The Houston Chronicle reports that individuals in Harris County could soon be picking up the tab for their blood tests if convicted DWI (driving while intoxicated). The County, which has spent over $350k on these blood tests in recent years, is seeking to recoup some of these losses from the fines of those convicted of the pertinent offenses.
County Commissioner Jack Cagle, a Republican representing Precinct 4 (northeast quadrant), seemed supportive of the measure but felt it would be ideal to rather encourage the Legislature to revise the law. The easiest solution, he pondered, would be to make the blood test a standard component of “court costs,” which are normally included in the fines assessed to those convicted.
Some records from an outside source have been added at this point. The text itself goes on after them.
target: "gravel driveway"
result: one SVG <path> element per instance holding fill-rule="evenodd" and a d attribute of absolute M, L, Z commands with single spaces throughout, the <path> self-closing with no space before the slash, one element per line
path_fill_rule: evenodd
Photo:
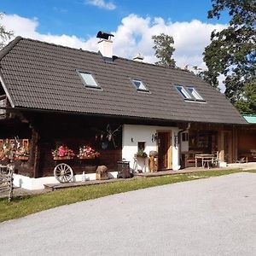
<path fill-rule="evenodd" d="M 256 174 L 123 193 L 2 223 L 0 255 L 256 255 Z"/>

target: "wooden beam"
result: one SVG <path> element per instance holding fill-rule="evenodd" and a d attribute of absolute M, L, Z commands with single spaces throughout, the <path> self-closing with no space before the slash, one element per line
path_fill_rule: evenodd
<path fill-rule="evenodd" d="M 32 166 L 32 177 L 39 177 L 39 147 L 38 147 L 39 135 L 38 132 L 32 128 L 32 142 L 30 147 L 30 160 L 29 164 Z"/>
<path fill-rule="evenodd" d="M 236 126 L 233 127 L 233 162 L 236 162 L 238 160 L 238 139 L 237 139 L 237 128 Z"/>

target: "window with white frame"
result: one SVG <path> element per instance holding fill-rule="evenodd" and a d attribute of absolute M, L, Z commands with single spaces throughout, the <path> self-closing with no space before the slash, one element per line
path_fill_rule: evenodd
<path fill-rule="evenodd" d="M 144 85 L 143 81 L 137 79 L 131 79 L 133 85 L 136 87 L 137 91 L 146 91 L 148 92 L 148 89 Z"/>
<path fill-rule="evenodd" d="M 183 97 L 185 100 L 192 100 L 191 96 L 189 93 L 186 90 L 186 89 L 182 85 L 176 85 L 176 89 L 179 92 L 179 94 Z"/>
<path fill-rule="evenodd" d="M 91 73 L 82 71 L 79 71 L 79 73 L 85 87 L 101 89 L 101 86 L 99 86 L 99 84 L 96 83 Z"/>
<path fill-rule="evenodd" d="M 179 95 L 185 101 L 191 102 L 205 102 L 202 96 L 198 93 L 198 91 L 193 86 L 183 86 L 183 85 L 175 85 Z"/>
<path fill-rule="evenodd" d="M 197 101 L 204 100 L 194 87 L 188 86 L 187 89 L 190 92 L 190 94 L 194 96 L 194 98 L 195 98 L 195 100 L 197 100 Z"/>

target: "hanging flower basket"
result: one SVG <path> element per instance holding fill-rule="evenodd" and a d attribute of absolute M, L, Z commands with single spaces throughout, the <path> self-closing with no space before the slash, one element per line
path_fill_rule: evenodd
<path fill-rule="evenodd" d="M 26 160 L 28 160 L 28 156 L 18 156 L 17 158 L 16 158 L 17 160 L 21 160 L 21 161 L 26 161 Z"/>
<path fill-rule="evenodd" d="M 79 148 L 79 159 L 96 159 L 100 156 L 100 153 L 91 148 L 89 145 Z"/>
<path fill-rule="evenodd" d="M 96 159 L 96 156 L 95 155 L 81 155 L 81 156 L 79 156 L 79 159 Z"/>
<path fill-rule="evenodd" d="M 54 160 L 72 160 L 73 157 L 72 156 L 54 156 Z"/>
<path fill-rule="evenodd" d="M 55 150 L 53 150 L 51 154 L 55 160 L 72 160 L 76 155 L 72 149 L 63 145 L 59 147 Z"/>

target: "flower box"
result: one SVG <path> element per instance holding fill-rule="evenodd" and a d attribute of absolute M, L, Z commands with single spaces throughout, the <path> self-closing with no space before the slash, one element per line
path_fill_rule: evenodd
<path fill-rule="evenodd" d="M 72 156 L 55 156 L 54 160 L 72 160 L 73 157 Z"/>
<path fill-rule="evenodd" d="M 79 159 L 84 160 L 84 159 L 95 159 L 95 155 L 82 155 L 79 156 Z"/>
<path fill-rule="evenodd" d="M 17 160 L 26 161 L 28 160 L 28 156 L 18 156 Z"/>

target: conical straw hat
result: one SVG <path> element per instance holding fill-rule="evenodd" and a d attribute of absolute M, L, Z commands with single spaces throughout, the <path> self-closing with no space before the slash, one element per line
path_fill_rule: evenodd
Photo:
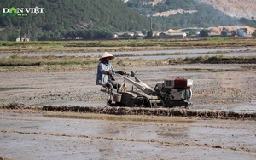
<path fill-rule="evenodd" d="M 114 59 L 113 55 L 112 55 L 108 52 L 104 52 L 102 55 L 102 57 L 99 59 L 99 60 L 101 60 L 102 59 L 106 58 L 106 57 L 111 57 L 111 60 Z"/>

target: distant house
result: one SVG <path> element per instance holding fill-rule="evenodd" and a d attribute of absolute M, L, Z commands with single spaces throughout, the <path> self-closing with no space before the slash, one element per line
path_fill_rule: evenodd
<path fill-rule="evenodd" d="M 159 34 L 160 38 L 173 38 L 173 39 L 183 39 L 187 37 L 187 33 L 184 32 L 160 32 Z"/>
<path fill-rule="evenodd" d="M 21 42 L 21 41 L 29 41 L 29 38 L 27 37 L 17 37 L 16 42 Z"/>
As the Chronicle article notes, the District Clerk’s office was supportive of the idea, while the District Attorney’s office noted that Judges could already assess the fines if the “arresting agency” requests it. Judge Sherman Ross was tepid about the proposal, however, as were criminal defense attorneys.
There is currently no scheduled agenda item to implement this idea. Personally, I have never really been supportive of the idea of the convicted paying restitution for prosecutorial expenses. Unless the State is prepared to pay the attorney’s fees of those wrongly accused of a crime, this is a one-sided tactic. The American rule is that both sides pay their own legal expenses, without exceptions. I realize this is typically applied to civil disputes, but criminal complaints should be no different.
I realize that, specifically in the State of Texas, we enjoy applying one-way versions of the English rule. I also realize that fines are a common part of the DWI conviction. However, what I am saying is that a reimbursement for the blood tests should not exceed the amount typically agreed upon for the DWI fine.